Published: 12 Jan 2021

Online Desk

UNICEF Executive Director Henrietta Fore in a statement today said that the children cannot afford another year of school disruption due to the global pandemic coronavirus (COVID-19).

“As we enter the second year of the COVID-19 pandemic, and as cases continue to soar around the world, no effort should be spared to keep schools open or prioritize them in reopening plans,” Fore said.

She added: “Despite overwhelming evidence of the impact of school closures on children, and despite increasing evidence that schools are not drivers of the pandemic, too many countries have opted to keep schools closed, some for nearly a year”.

The cost of closing schools – which at the peak of pandemic lockdowns affected 90 per cent of students worldwide and left more than a third of schoolchildren with no access to remote education – has been devastating, the UNICEF executive director said.

“The number of out-of-school children is set to increase by 24 million, to a level we have not seen in years and have fought so hard to overcome,” she added.

Children’s ability to read, write and do basic math has suffered, and the skills they need to thrive in the 21st century economy have diminished, Fore said, adding, “Their health, development, safety and well-being are at risk.
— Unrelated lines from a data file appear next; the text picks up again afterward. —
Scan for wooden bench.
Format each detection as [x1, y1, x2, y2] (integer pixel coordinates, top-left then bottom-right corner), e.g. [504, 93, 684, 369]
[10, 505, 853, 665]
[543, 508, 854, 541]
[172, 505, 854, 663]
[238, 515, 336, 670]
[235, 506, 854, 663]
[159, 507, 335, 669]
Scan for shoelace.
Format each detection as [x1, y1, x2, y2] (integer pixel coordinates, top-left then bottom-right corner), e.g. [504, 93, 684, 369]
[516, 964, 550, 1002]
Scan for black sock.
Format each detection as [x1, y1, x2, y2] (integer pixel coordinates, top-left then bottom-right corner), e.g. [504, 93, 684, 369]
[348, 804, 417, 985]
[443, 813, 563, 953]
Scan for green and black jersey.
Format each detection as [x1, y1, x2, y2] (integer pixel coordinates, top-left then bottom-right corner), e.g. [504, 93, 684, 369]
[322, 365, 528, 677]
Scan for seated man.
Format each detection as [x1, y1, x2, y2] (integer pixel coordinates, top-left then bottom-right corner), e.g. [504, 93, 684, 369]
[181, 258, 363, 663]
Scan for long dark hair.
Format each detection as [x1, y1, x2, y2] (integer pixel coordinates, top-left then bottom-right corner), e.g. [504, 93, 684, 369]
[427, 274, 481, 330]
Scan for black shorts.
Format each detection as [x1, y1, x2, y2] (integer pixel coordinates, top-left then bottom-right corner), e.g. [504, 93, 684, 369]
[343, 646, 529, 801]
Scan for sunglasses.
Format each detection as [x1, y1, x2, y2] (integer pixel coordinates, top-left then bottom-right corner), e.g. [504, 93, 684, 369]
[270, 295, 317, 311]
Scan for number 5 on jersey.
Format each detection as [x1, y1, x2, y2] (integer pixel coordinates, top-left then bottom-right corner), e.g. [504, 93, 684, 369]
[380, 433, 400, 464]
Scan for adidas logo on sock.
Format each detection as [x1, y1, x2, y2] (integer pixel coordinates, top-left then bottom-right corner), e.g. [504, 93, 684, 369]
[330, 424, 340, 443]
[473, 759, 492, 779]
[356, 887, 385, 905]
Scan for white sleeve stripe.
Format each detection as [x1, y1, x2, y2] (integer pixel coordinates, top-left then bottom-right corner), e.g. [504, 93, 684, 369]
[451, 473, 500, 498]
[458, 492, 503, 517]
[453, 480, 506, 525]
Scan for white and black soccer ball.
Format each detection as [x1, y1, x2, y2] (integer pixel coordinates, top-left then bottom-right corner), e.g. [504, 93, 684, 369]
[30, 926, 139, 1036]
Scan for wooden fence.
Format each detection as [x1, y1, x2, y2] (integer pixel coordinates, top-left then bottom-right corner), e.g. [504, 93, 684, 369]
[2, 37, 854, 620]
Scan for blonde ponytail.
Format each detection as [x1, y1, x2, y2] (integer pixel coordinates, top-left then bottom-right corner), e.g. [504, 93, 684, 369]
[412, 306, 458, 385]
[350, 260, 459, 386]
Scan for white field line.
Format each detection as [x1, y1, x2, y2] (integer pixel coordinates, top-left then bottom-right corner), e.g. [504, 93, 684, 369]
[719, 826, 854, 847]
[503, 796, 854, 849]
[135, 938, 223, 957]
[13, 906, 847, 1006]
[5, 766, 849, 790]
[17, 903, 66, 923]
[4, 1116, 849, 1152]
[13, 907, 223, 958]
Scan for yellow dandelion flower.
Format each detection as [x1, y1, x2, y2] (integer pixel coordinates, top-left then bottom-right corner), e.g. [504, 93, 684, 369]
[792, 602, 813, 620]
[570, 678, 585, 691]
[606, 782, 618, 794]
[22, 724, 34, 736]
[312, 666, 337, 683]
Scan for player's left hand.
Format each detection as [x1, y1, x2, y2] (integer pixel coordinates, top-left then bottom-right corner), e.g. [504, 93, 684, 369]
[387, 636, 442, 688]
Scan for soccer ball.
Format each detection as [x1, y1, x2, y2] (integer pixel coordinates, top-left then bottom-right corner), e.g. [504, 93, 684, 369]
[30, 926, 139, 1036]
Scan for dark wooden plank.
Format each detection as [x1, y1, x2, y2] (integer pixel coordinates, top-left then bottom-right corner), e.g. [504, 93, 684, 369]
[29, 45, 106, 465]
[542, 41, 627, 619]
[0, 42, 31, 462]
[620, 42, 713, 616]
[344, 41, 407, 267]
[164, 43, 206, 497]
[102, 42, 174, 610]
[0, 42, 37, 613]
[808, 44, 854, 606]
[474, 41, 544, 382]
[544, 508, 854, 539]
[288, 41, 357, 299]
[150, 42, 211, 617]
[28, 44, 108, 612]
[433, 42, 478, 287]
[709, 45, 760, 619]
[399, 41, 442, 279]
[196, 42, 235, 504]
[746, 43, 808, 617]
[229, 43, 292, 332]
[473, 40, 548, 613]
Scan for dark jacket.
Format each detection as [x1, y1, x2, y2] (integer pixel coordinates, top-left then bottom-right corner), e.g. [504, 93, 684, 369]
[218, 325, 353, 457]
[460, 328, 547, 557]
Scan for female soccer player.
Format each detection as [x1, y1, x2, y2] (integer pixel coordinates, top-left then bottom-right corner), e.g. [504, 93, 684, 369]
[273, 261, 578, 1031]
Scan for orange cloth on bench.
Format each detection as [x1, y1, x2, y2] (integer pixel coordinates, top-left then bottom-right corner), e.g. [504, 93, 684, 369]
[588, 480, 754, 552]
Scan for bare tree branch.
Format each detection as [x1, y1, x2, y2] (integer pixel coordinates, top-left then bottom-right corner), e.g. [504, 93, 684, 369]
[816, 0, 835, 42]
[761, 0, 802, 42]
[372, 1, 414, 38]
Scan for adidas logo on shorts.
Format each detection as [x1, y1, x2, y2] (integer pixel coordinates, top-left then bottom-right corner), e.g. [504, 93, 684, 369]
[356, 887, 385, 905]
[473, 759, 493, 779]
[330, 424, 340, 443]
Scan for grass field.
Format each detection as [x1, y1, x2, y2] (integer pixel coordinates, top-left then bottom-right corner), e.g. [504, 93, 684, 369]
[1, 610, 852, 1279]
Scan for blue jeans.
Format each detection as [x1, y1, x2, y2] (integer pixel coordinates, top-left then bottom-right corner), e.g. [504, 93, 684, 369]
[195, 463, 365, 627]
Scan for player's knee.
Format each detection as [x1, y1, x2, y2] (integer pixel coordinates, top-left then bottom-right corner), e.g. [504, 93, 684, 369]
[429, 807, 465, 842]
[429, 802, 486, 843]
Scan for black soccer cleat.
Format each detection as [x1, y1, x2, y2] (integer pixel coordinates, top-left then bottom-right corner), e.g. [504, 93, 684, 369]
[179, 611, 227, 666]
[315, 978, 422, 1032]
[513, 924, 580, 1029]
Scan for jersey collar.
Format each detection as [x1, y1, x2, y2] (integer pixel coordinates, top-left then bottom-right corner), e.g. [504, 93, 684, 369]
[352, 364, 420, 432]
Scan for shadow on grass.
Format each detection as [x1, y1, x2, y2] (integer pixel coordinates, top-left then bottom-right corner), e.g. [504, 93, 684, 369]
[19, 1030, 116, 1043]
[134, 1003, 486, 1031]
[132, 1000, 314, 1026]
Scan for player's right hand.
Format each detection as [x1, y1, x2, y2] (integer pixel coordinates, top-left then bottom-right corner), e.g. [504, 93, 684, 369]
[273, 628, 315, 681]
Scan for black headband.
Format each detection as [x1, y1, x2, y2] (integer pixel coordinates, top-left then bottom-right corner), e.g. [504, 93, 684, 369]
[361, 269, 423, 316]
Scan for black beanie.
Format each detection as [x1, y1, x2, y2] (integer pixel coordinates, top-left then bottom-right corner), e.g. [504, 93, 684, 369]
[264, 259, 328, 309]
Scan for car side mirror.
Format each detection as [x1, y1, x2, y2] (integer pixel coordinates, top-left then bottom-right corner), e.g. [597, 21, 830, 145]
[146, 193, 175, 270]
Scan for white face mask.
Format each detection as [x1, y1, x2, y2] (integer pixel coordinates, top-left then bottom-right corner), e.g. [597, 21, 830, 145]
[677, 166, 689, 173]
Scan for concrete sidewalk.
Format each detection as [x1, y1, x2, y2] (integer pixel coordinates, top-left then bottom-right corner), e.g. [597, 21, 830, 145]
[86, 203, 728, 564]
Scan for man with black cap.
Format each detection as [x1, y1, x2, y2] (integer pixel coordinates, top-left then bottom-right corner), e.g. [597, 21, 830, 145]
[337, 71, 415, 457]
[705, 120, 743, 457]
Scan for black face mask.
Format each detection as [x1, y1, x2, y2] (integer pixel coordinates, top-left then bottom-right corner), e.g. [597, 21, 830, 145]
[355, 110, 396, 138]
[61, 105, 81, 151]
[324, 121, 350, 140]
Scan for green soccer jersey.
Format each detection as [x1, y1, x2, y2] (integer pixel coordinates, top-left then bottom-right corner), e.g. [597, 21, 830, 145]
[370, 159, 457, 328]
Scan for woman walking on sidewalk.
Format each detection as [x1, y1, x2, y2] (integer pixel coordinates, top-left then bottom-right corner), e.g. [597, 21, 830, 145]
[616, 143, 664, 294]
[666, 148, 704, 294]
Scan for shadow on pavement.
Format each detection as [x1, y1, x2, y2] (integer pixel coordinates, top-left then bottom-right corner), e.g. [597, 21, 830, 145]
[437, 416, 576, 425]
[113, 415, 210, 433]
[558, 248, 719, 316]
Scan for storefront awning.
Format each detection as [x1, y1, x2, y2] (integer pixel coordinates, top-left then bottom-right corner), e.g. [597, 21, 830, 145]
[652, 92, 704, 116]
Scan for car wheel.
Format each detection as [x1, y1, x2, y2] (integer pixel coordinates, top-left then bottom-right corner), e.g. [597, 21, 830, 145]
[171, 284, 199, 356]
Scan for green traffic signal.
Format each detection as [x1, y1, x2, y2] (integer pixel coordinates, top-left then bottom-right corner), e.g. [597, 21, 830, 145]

The most vulnerable among them will bear the heaviest brunt”.

Noting that without school meals, children are left hungry and their nutrition is worsening, she said without daily interactions with their peers and a reduction in mobility, they are losing physical fitness and showing signs of mental distress.

Without the safety net that school often provides, they are more vulnerable to abuse, child marriage and child labour, the UNICEF executive director said, adding, “That’s why closing schools must be a measure of last resort, after all other options have been considered”.

Assessing the risk of transmission at the local level should be a key determinant in decisions on school operations, she said, nationwide school closures must be avoided whenever possible.

“Where there are high levels of community transmission, where health systems are under extreme pressure and where closing schools is deemed inevitable, safeguarding measures must be put in place,” Fore said, adding this includes ensuring that children who are at risk of violence in their homes, who are reliant upon school meals and whose parents are essential workers are able to continue their education in their classrooms.

“In case of lockdowns, schools must be among the first to reopen once authorities start lifting restrictions. Catch-up classes should be prioritized to ensure that children who have been unable to learn remotely are not left behind,” she said, adding if children are faced with another year of school closures, the effects will be felt for generations to come.